Resource Guide for NDC Finance

Resource Guide
for NDC Finance

Selecting effective financial instruments to support action on climate change

This low emission development strategies (LEDS) Finance Resource Guide presents a curated selection of resources on a range of topics around finance for LEDS and Nationally Determined Contributions (NDCs). It is designed to help LEDS practitioners find high-quality resources that meet their specific needs, avoiding time-consuming searches on the internet. It will be useful to individuals working on, or interested in, LEDS and NDC finance in both developed and developing countries.

4. Using public finance

The finance needed to achieve LEDS and NDC goals in both mitigation and adaptation will need to come from both public and private sources. It is widely accepted now that the private sector will provide the vast majority of this investment, but public finance has a key role to play in stimulating and leveraging private investment. The specific instruments that are needed to address private finance’s risk and return requirements are covered in section 5, while this section presents resources on where public finance might come from and how it can be accessed and managed, including the roles of both national budgets and international public climate finance.

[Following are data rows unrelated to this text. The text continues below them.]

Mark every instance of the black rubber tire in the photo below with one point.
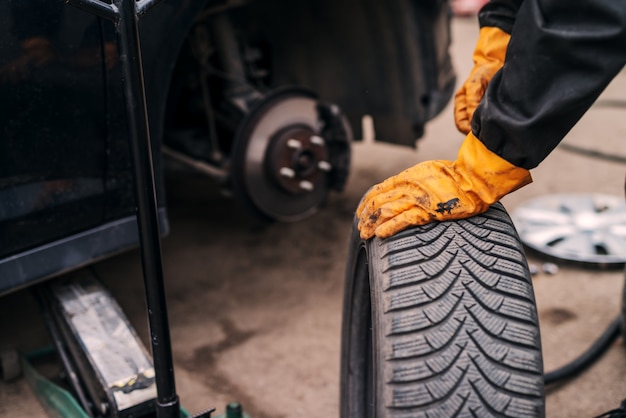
(441, 321)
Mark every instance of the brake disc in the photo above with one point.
(582, 228)
(281, 160)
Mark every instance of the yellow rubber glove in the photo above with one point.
(439, 191)
(488, 59)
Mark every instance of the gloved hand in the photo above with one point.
(439, 191)
(488, 59)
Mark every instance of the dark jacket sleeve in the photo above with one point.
(499, 13)
(560, 58)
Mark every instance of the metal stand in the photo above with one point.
(125, 15)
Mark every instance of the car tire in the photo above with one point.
(440, 321)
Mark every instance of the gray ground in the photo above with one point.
(256, 312)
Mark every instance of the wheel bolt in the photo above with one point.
(317, 140)
(287, 172)
(306, 185)
(294, 143)
(324, 166)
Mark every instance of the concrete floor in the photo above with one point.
(255, 312)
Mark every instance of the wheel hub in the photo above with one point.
(297, 159)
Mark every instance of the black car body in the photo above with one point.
(66, 181)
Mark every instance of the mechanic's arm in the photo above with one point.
(496, 20)
(559, 59)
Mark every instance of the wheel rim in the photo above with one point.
(583, 228)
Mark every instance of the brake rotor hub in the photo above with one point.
(297, 159)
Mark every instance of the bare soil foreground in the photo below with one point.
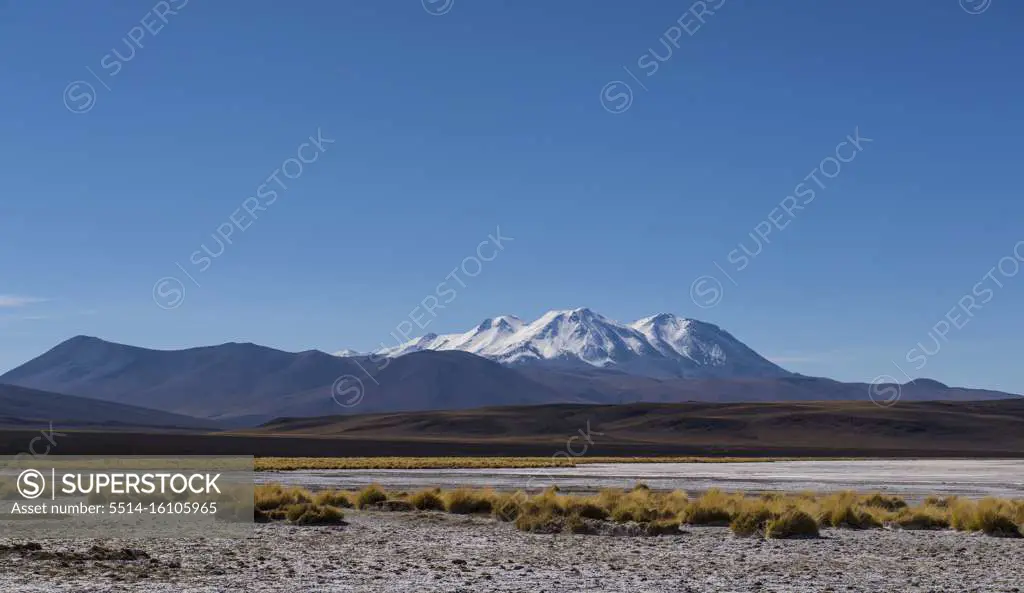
(418, 552)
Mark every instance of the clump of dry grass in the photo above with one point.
(751, 520)
(274, 496)
(991, 516)
(713, 508)
(881, 501)
(370, 496)
(792, 523)
(468, 502)
(844, 509)
(313, 514)
(427, 500)
(924, 517)
(334, 498)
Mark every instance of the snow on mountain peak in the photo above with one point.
(662, 345)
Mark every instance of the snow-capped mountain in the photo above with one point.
(663, 345)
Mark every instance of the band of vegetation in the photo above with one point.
(306, 463)
(642, 511)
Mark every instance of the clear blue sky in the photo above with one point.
(491, 115)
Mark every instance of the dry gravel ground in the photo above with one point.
(413, 552)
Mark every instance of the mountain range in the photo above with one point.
(662, 345)
(565, 356)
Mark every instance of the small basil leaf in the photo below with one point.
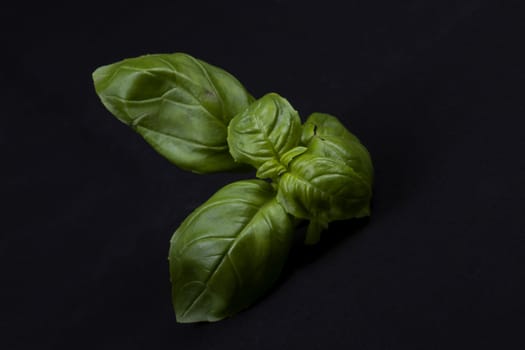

Planning for NDC implementation: Quick start guide and reference manual

Organizations: CDKN/Ricardo
Introductory resources, Understanding the situation, Planning and coordinating, Using public finance, Developing good projects

This reference manual and its accompanying quick start guide were produced to support developing countries in implementing their NDCs. It is aimed at national and subnational policymakers, development partners, and practitioners. The reference manual sets out specific activities that countries can undertake in five key areas of NDC implementation, of which one is finance. The finance chapter outlines 10 key activities as a comprehensive basis for an approach to mobilize finance for NDC implementation, and includes several relevant case studies. The activities covered are well aligned with the different sections of this resource guide. The Quick start guide and reference manual is also available as an online tool, enabling users to link finance to mitigation; adaptation; governance; and measuring, reporting, and verification.

This paper provides central policy decision makers and donors with accessible guidance on how governments can make use of their national budget systems to prioritize a response to climate change. It also explores how governments can make complementary use of domestic and international sources of public finance to resource a climate change response. Targeted principally at central policy decision makers, the paper may also be of interest to researchers and those working with donors who are involved in financing public interventions on climate change in developing countries. Chapters 3 and 4 provide an introduction to national budgeting processes and how international climate finance can support and complement these.